Optionee (Signature)      Social Security Number

 


    
Please Print Name      Street Address

 


    
 
  
Date      City   State    Zip Code


Exhibit B

 

Definition of Change of Control

 

A “Change in Control” shall be deemed to have occurred if:

 

  1. any “person” is or becomes a “beneficial owner” (as defined in Rule 13d-3 under the Securities Exchange Act of 1934 (the “Act”)) directly or indirectly, of securities of United Rentals, Inc. representing 35% or more of the total voting power represented by then outstanding voting securities of United Rentals, Inc., or has the power (whether as a result of stock ownership, revocable or irrevocable proxies, contract or otherwise) or ability to elect or cause the election of directors consisting at the time of such election of a majority of the Board of Directors.
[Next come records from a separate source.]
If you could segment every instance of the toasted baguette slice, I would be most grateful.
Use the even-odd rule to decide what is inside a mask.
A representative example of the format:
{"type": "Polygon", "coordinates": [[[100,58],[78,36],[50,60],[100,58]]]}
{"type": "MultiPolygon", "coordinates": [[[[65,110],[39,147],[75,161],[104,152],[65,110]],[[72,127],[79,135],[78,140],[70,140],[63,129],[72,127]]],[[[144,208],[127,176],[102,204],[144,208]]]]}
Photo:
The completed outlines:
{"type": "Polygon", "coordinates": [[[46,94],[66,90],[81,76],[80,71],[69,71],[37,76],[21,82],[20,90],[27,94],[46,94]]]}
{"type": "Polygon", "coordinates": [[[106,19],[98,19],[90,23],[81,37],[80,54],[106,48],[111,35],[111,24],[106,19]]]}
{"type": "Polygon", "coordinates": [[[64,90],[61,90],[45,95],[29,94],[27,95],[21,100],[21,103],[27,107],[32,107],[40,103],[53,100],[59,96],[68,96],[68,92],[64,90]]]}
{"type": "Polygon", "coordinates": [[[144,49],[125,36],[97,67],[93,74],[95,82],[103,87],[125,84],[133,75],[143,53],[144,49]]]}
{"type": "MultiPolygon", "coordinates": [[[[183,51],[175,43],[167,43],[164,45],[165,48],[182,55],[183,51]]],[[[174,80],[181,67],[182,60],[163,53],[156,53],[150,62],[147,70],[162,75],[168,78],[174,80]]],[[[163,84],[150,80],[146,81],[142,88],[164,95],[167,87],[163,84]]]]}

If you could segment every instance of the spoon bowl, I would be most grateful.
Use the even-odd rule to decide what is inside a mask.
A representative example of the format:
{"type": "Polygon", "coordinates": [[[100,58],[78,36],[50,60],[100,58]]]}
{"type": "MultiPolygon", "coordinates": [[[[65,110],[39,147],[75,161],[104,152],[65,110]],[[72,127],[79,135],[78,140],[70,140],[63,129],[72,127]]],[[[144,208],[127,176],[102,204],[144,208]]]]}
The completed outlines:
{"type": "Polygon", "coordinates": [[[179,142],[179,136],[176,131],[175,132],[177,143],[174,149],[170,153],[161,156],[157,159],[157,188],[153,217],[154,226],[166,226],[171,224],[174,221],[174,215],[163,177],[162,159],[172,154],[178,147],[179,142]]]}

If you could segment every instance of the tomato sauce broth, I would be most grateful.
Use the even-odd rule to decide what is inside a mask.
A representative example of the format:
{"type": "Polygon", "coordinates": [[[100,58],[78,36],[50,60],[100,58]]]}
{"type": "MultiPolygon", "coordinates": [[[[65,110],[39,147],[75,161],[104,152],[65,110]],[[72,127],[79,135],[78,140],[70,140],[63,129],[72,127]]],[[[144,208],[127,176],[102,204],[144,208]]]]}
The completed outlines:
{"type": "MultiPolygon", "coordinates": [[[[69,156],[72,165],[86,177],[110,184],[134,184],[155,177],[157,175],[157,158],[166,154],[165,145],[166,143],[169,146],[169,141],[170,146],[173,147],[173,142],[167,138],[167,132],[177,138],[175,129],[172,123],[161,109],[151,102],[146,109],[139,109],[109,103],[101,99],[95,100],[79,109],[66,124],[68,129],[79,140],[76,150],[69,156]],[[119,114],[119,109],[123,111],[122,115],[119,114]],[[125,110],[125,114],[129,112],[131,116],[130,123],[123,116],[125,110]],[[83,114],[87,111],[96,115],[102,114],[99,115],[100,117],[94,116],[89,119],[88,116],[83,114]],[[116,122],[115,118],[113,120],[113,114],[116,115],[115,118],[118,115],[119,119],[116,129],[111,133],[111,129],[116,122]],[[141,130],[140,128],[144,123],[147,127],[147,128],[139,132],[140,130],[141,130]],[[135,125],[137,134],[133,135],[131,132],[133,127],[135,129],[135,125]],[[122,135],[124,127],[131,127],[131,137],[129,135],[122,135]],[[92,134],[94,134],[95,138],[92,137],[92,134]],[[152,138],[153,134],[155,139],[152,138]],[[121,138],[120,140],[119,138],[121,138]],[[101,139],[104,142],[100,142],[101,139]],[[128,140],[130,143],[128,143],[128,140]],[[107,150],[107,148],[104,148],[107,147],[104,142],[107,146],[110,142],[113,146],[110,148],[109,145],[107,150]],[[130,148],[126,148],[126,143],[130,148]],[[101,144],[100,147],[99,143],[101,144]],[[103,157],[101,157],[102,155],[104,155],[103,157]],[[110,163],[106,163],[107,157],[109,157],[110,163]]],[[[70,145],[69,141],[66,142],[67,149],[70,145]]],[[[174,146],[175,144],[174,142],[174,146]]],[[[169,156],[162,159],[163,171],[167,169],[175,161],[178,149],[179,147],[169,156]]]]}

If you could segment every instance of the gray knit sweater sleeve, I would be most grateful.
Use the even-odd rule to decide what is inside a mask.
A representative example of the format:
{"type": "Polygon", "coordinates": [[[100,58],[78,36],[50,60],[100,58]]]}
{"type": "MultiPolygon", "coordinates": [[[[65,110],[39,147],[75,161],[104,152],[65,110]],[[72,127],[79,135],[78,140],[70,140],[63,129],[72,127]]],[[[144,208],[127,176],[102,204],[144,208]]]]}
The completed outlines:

The term “persons” is defined in Section 13(d) of the Act, except that the term “person” shall not include a trustee or other fiduciary holding securities under any employee benefit plan of the Company or a corporation which is owned directly or indirectly by the stockholders of the Company in substantially the same percentage as their ownership in the Company; or

 

  2. there shall be consummated a merger of the Company, or a plan of complete liquidation of the Company, or an agreement for the sale or disposition by the Company of all or substantially all of its assets, or any other business combination of the Company with any other corporation, other than any such merger or business combination which would result in the voting securities of the Company outstanding immediately prior thereto continuing to represent (either by remaining outstanding or by being converted into voting securities of the surviving entity) at least 50% of the total voting power represented by the voting securities of the Company or such surviving entity outstanding immediately after such merger or business combination.